The entirety of human civilization is derivative works. Derivative works aren't infringement.

[–] [email protected] 8 points 1 year ago (1 children)
[–] [email protected] 2 points 1 year ago

It absolutely is. There's nothing out there in the past thousand years that isn't based on other prior art, copyright law only replies to direct copies, and there are explicit cutouts past that that allow you to directly copy some things if your work is transformative.

[–] [email protected] 5 points 1 year ago (1 children)

It is not a derivative work, the model does not contain any recognizable part of the original material that it was trained on.

[–] [email protected] 14 points 1 year ago (2 children)

Except when it produces exact copies of existing works, or when it includes a recognisable signature or watermark?

[–] [email protected] 2 points 1 year ago (1 children)

Ah, this old paper again. When it first came out it got raked over the coals pretty thoroughly. The authors used an older, poorly-trained version of Stable Diffusion that had been trained on only 160 million images and identified 350,000 images from the training set that had many duplicates and therefore could potentially be overfitted. They then generated 175 million images using tags commonly associated with those duplicate images.

After all that, they found 109 images in the output that looked like fuzzy versions of the input images. This is hardly a triumph of plagiarism.

As for the watermark, look closely at it.
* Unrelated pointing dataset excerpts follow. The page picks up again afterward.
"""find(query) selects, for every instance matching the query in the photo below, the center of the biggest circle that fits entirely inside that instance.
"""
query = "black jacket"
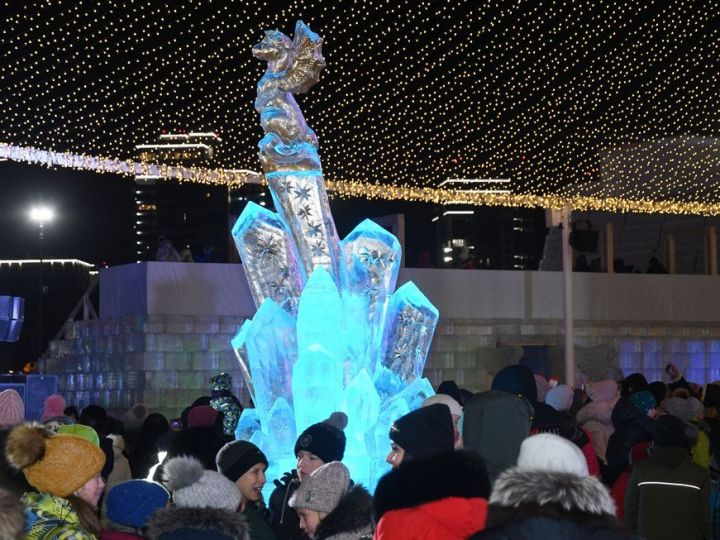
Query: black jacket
(544, 504)
(190, 523)
(283, 519)
(631, 427)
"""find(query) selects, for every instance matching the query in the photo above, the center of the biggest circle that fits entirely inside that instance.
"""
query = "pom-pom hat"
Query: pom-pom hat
(56, 464)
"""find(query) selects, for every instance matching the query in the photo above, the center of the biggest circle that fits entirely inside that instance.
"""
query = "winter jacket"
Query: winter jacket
(494, 425)
(283, 519)
(257, 524)
(631, 428)
(176, 523)
(667, 498)
(50, 516)
(596, 419)
(119, 535)
(11, 479)
(350, 520)
(440, 498)
(544, 504)
(202, 443)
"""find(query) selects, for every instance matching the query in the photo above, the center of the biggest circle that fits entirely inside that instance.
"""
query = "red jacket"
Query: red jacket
(452, 518)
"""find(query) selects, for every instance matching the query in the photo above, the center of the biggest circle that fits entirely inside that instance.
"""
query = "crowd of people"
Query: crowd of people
(526, 459)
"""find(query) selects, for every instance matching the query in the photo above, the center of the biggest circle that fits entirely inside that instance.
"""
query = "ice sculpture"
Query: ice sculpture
(331, 332)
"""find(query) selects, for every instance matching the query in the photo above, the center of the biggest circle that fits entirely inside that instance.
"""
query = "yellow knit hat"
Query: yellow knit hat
(56, 464)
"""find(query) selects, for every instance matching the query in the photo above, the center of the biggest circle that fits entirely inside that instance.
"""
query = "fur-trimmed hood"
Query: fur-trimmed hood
(351, 518)
(536, 493)
(214, 524)
(456, 474)
(599, 411)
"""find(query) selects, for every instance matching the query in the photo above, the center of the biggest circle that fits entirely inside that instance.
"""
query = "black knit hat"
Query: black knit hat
(325, 439)
(425, 432)
(237, 457)
(516, 379)
(670, 431)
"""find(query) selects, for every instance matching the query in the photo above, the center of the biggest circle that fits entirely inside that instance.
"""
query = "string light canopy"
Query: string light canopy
(608, 105)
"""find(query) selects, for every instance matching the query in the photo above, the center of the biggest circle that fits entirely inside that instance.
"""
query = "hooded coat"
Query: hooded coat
(50, 516)
(350, 520)
(631, 427)
(596, 419)
(529, 504)
(443, 497)
(667, 497)
(494, 425)
(177, 523)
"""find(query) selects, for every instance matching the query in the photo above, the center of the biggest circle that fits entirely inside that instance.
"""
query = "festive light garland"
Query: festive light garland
(415, 91)
(350, 188)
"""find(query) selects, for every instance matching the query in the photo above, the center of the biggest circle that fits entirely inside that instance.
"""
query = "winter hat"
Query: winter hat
(132, 503)
(658, 390)
(325, 439)
(79, 430)
(516, 379)
(202, 416)
(669, 430)
(54, 406)
(602, 390)
(552, 453)
(452, 404)
(697, 409)
(643, 400)
(194, 487)
(56, 464)
(450, 388)
(323, 489)
(237, 457)
(678, 407)
(12, 409)
(425, 432)
(560, 397)
(542, 387)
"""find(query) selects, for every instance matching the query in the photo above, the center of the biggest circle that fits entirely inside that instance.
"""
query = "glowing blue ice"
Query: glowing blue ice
(272, 351)
(363, 403)
(248, 424)
(372, 260)
(281, 428)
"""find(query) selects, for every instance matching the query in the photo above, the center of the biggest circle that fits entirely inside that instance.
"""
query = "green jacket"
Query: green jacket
(48, 517)
(668, 498)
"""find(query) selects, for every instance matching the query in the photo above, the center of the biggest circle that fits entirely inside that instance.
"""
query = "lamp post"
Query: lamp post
(41, 215)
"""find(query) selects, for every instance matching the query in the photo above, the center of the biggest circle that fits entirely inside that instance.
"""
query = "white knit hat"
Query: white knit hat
(560, 397)
(194, 487)
(323, 489)
(552, 453)
(451, 402)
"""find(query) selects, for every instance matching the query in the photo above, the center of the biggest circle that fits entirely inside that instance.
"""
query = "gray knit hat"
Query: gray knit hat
(323, 489)
(194, 487)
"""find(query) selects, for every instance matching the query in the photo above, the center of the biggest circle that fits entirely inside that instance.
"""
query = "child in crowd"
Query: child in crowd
(65, 470)
(319, 444)
(243, 463)
(329, 508)
(421, 433)
(205, 505)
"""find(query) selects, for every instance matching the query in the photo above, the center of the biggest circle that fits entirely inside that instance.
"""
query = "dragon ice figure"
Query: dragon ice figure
(293, 67)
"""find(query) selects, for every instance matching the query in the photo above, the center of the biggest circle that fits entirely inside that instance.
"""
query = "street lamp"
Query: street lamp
(41, 215)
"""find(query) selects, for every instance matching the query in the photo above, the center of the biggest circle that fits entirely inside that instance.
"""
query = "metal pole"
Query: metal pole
(41, 232)
(567, 295)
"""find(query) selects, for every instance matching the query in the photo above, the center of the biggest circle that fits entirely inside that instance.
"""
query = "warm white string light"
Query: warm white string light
(547, 94)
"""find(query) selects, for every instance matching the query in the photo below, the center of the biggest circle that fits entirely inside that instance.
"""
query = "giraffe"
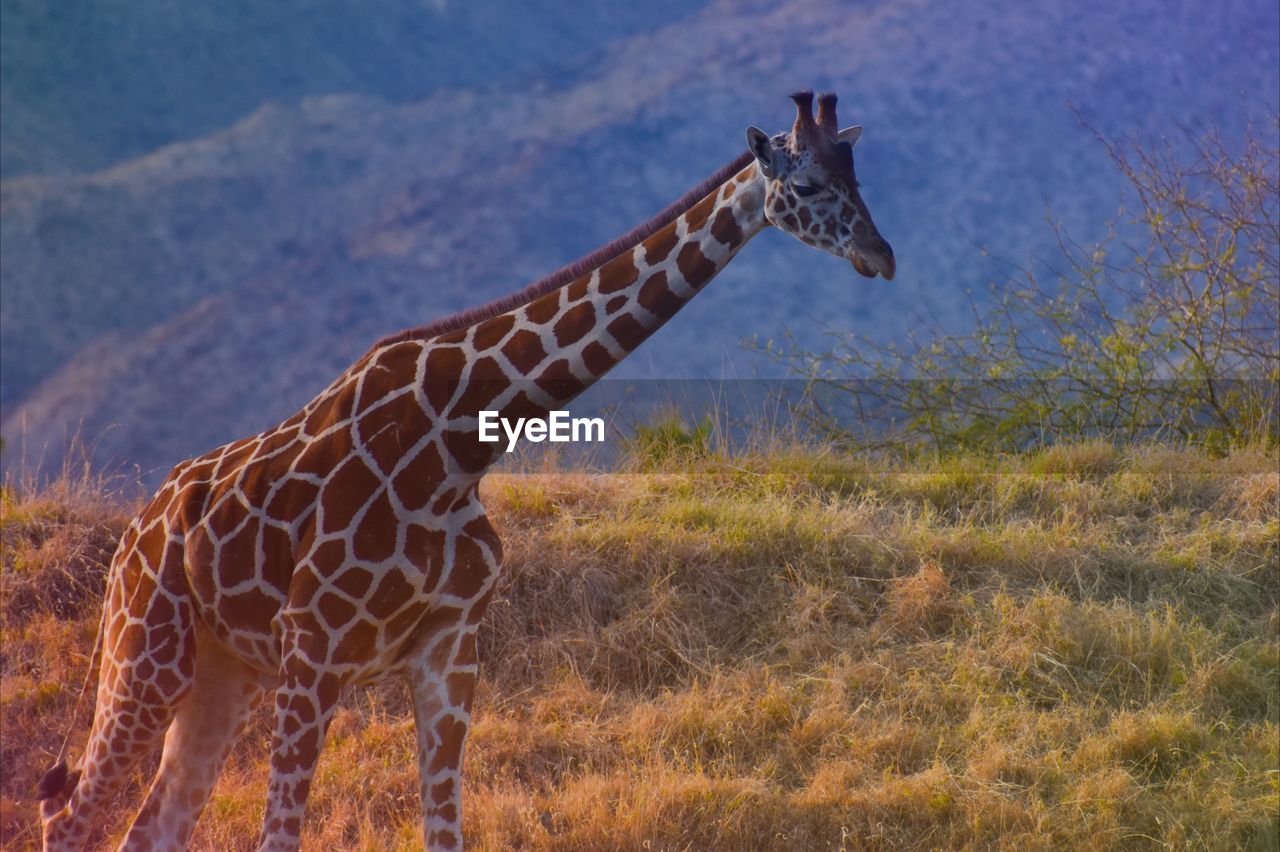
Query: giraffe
(348, 544)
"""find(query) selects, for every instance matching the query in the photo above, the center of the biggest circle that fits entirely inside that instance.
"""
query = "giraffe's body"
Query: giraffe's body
(348, 544)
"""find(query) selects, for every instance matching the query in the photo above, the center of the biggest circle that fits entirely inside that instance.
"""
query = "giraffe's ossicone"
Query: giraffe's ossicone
(348, 544)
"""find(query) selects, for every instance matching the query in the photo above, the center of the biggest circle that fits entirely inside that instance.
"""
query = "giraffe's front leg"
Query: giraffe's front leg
(442, 687)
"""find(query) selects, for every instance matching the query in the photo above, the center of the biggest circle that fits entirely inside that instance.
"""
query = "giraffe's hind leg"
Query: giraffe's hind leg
(442, 687)
(200, 738)
(304, 706)
(146, 672)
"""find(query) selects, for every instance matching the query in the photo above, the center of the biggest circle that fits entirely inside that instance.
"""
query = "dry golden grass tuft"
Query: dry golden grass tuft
(791, 649)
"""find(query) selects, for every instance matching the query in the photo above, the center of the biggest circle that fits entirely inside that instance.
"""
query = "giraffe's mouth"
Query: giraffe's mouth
(883, 265)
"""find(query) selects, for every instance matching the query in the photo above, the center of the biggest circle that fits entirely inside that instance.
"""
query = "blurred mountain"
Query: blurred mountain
(374, 173)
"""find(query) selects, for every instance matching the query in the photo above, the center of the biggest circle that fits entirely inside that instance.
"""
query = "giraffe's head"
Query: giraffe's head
(812, 191)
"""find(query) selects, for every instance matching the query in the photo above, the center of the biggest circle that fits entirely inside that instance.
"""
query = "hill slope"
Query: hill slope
(205, 289)
(1068, 650)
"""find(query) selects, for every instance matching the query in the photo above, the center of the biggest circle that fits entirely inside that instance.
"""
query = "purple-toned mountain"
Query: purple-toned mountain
(200, 292)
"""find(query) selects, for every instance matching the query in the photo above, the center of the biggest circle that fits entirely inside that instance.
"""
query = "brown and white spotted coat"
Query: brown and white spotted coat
(348, 544)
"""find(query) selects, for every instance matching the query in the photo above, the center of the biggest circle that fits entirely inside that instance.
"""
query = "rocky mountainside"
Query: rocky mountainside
(205, 288)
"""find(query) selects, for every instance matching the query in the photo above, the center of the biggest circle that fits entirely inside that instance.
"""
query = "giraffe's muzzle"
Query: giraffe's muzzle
(878, 261)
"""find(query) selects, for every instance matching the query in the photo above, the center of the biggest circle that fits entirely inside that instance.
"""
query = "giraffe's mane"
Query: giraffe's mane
(560, 278)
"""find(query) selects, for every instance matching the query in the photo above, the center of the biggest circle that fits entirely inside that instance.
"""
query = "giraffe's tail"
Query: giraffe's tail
(58, 782)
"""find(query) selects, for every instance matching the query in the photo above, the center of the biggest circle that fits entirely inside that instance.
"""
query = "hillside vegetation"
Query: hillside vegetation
(799, 650)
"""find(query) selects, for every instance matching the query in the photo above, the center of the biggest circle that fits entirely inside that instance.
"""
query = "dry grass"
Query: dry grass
(1077, 649)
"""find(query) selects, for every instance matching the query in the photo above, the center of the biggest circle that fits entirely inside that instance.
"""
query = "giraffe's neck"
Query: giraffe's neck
(553, 348)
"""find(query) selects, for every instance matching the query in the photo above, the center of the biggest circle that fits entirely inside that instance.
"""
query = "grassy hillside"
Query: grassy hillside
(1075, 649)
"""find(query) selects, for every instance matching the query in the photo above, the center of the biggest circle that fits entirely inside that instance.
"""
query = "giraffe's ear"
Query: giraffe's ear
(850, 134)
(762, 149)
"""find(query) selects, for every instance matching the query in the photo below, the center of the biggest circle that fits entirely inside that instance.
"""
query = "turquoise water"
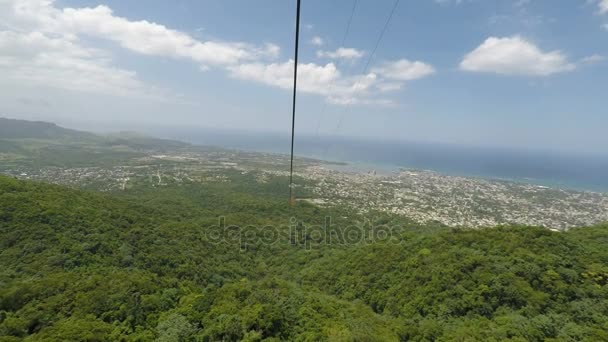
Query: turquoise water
(569, 171)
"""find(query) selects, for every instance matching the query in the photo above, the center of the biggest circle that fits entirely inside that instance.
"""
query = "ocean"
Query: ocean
(558, 170)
The AI clearly just replicated the idea of a Getty-like watermark, it's barely legible. What else would you expect when you train an AI on millions of images that contain a common feature, though? It's like any other common object - it thinks photographs often just naturally have a grey rectangle with those white squiggles in it, and so it tries putting them in there when it generates photographs.

These are extreme stretches and they get dredged up every time by AI opponents. Training techniques have been refined over time to reduce overfitting (since what's the point in spending enormous amounts of GPU power to produce a badly-artefacted copy of an image you already have?) so it's little wonder there aren't any newer, better papers showing problems like these.

[–] [email protected] 6 points 1 year ago (3 children)

Nevertheless, the Getty watermark is a recognisable element from the images the model was trained on, therefore you cannot state that the models don't spit out images with recognisable elements from the training data.